Il y a de vieilles banalités qui sont usées jusqu'à la corde et qui pourtant s'imposent en quelque sorte à l'esprit le moins banal. Mainfroi, qui était l'homme le moins niais du monde, ne put se défendre de penser à cet éternel roman où le sanglier furieux joue le rôle de la Providence, Mlle de Vaulignon, seule et désarçonnée en face du monstre, le solitaire fondant sur elle pour la découdre, et tout à coup, un beau jeune homme, le fer en main… « Mais grâce à Dieu, pensait-il en riant, ma seule arme est une cravache.
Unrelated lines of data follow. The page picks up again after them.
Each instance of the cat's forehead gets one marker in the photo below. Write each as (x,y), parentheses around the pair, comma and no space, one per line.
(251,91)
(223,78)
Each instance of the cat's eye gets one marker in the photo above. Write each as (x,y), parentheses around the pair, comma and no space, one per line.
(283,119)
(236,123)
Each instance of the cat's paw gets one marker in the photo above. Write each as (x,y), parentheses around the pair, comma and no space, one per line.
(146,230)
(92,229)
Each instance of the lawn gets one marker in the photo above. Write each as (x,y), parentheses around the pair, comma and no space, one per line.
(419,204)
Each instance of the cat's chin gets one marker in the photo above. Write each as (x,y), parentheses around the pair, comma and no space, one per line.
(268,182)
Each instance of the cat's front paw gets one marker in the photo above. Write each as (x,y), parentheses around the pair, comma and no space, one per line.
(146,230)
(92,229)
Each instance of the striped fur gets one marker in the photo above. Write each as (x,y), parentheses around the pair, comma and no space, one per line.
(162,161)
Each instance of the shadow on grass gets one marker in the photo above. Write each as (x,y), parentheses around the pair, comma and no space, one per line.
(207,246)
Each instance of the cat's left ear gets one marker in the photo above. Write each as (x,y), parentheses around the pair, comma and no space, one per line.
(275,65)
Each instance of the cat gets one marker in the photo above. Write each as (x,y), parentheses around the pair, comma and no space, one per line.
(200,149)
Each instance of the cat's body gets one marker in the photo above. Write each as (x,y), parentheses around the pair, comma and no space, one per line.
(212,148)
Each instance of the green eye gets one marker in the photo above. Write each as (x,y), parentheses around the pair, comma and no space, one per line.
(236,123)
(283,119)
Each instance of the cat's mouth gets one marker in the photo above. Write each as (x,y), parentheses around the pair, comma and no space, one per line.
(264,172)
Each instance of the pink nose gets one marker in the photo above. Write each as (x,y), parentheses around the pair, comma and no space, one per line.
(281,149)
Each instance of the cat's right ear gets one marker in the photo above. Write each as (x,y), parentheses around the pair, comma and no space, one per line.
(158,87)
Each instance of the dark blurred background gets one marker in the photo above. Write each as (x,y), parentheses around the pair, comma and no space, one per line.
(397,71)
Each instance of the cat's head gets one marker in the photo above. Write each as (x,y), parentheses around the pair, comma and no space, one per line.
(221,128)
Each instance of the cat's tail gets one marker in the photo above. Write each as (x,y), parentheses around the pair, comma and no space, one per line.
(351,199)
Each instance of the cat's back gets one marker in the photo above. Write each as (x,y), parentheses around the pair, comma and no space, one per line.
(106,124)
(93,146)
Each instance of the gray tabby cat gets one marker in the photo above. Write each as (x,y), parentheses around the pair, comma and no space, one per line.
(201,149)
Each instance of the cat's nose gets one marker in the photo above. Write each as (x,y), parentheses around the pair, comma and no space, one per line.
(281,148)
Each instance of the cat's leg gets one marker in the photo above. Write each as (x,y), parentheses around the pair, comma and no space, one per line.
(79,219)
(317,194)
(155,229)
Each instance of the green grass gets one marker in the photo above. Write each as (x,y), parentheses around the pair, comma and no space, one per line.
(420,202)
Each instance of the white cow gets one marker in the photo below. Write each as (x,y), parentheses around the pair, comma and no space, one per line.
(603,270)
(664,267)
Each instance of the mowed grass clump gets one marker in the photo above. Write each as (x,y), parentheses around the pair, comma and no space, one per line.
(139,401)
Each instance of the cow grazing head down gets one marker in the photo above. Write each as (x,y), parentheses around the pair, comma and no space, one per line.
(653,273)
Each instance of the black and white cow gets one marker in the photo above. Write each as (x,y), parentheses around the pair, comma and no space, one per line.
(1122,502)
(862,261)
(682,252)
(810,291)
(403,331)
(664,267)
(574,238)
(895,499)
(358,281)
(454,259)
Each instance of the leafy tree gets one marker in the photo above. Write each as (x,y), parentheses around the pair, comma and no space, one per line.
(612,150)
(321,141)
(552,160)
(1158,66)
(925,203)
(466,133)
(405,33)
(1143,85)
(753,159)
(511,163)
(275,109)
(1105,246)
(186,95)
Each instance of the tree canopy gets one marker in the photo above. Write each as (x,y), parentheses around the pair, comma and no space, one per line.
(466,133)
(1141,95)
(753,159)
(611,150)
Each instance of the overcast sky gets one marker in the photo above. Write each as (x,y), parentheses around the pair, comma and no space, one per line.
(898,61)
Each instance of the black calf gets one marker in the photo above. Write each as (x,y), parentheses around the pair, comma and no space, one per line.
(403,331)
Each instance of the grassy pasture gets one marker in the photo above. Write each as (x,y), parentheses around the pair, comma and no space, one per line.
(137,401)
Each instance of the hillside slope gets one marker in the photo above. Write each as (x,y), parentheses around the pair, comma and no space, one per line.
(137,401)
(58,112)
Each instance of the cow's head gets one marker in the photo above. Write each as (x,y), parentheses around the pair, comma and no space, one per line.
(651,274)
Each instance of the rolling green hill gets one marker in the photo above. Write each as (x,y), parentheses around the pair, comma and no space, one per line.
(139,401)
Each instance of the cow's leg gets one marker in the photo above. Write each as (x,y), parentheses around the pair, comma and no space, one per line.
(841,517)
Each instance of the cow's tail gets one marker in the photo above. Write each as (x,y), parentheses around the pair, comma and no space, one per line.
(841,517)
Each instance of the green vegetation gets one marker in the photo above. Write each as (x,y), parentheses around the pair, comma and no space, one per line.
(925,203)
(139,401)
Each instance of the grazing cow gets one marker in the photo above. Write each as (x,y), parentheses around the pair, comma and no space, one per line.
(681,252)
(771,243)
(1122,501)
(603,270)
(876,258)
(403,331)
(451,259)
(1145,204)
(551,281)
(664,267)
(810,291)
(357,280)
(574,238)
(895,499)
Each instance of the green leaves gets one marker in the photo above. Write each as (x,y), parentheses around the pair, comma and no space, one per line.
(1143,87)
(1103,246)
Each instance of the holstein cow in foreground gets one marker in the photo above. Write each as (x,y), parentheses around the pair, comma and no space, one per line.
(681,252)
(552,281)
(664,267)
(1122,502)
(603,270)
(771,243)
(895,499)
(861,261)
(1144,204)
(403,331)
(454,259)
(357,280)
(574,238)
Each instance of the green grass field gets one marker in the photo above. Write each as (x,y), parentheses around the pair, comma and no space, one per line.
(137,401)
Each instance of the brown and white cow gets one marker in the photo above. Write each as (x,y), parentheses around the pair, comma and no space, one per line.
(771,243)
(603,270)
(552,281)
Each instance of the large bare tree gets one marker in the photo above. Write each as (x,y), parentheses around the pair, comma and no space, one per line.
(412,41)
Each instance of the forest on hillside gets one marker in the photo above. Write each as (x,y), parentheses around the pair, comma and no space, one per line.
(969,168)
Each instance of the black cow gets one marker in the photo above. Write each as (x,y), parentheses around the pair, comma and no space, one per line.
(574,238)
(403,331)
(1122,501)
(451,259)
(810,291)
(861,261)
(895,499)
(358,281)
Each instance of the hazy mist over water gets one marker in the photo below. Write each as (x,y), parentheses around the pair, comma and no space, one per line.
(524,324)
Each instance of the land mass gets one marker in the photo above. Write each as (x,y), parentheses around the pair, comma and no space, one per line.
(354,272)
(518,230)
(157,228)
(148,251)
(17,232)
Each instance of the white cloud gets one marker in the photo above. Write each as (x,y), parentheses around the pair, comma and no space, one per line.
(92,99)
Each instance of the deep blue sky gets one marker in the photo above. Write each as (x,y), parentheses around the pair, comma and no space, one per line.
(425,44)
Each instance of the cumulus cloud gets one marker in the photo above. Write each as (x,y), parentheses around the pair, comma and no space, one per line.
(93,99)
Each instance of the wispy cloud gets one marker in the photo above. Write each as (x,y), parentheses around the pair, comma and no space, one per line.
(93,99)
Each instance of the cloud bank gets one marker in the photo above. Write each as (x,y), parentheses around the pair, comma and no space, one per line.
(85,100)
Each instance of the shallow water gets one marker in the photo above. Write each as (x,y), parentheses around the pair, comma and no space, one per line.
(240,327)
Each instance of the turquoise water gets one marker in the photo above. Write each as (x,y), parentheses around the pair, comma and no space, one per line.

Quoi qu'il arrive à la belle Marguerite, je n'aurai pas le ridicule de la sauver. »

Cette méditation prosaïque fut coupée par le tumulte de la chasse. La voix des chiens, une fanfare, le vloo, vloo! des piqueurs, une boule noirâtre et hérissée qui coupa le chemin et se rembucha lestement, la meute haletante, le galop de quelques chevaux, la face illuminée du marquis, c'est tout ce qu'il eut le temps de voir et d'entendre. Le gibier, les chiens et les hommes étaient trop à leur affaire pour s'arrêter au spectacle d'un avocat.

Quelques minutes après, il vit passer un cheval attardé, mais plein de feu, qui galopait par bonds en secouant le plus étrange fardeau du monde… Figurez-vous une petite maman courtaude, épaisse, couperosée, mal endentée, aux trois quarts décoiffée et traînant à la remorque une cordelette de cheveux blonds tordus avec un velours vert : la robe marron et bleue, chargée de passementeries rouges et de perles multicolores, avec des manchettes de fourrure et un boa noué en double autour du cou : telle était la comtesse de Vaulignon, née baronne de Brintzheim ; on naît baronne dans quelques royaumes saugrenus.

Mainfroi la reconnut sans la connaître : « Allons! dit-il, le poste est bon : un peu de patience, et Marguerite viendra se faire passer en revue. » Mais au bout d'un quart d'heure il supposa qu'on l'avait mal informé, que la fille du marquis n'était pas sortie et qu'il n'avait plus rien à voir dans ces parages. Il s'orienta de son mieux et reprit la direction du villard. Déjà l'épaisseur du bois sensiblement éclaircie montrait la lisière, et il pressait le pas pour se remettre en plaine, lorsqu'au détour d'une avenue il vit une amazone du plus beau style en costume Louis XIII. Grande, svelte, souple, imperceptiblement abandonnée, elle ondulait aux allures d'un fort cheval de demi-sang. La main gauche qui tenait les rênes reposait négligemment sur le pommeau de la selle, la droite pendait avec la cravache sur l'épaule de la monture. La fière simplicité de l'habit rehaussait la beauté un peu sévère du visage ; les gants de chamois, trop longs et trop larges, étaient ceux d'une vraie grande dame qui se gante pour protéger ses mains et non pour les montrer aux passants. Mainfroi s'arrêta net et attendit dans une contemplation recueillie cette belle déshéritée qui regardait vaguement le paysage sans rien voir. Lorsqu'ils furent à dix pas l'un de l'autre, le jeune homme s'approcha d'elle et salua avec grâce ; elle répondit d'un air froid, mais sans témoigner plus de crainte ou d'étonnement que si elle avait été abordée par un inconnu dans le salon de son père.

« Mademoiselle, dit-il en s'efforçant d'être brave, vous avez perdu la chasse?

— Non, monsieur, je l'ai laissée.

— Je comprends ; on allait d'un si terrible train…

— Oh! ce n'est pas cela, mais la chasse m'ennuie parce que je la sais par cœur. Toujours la même chose!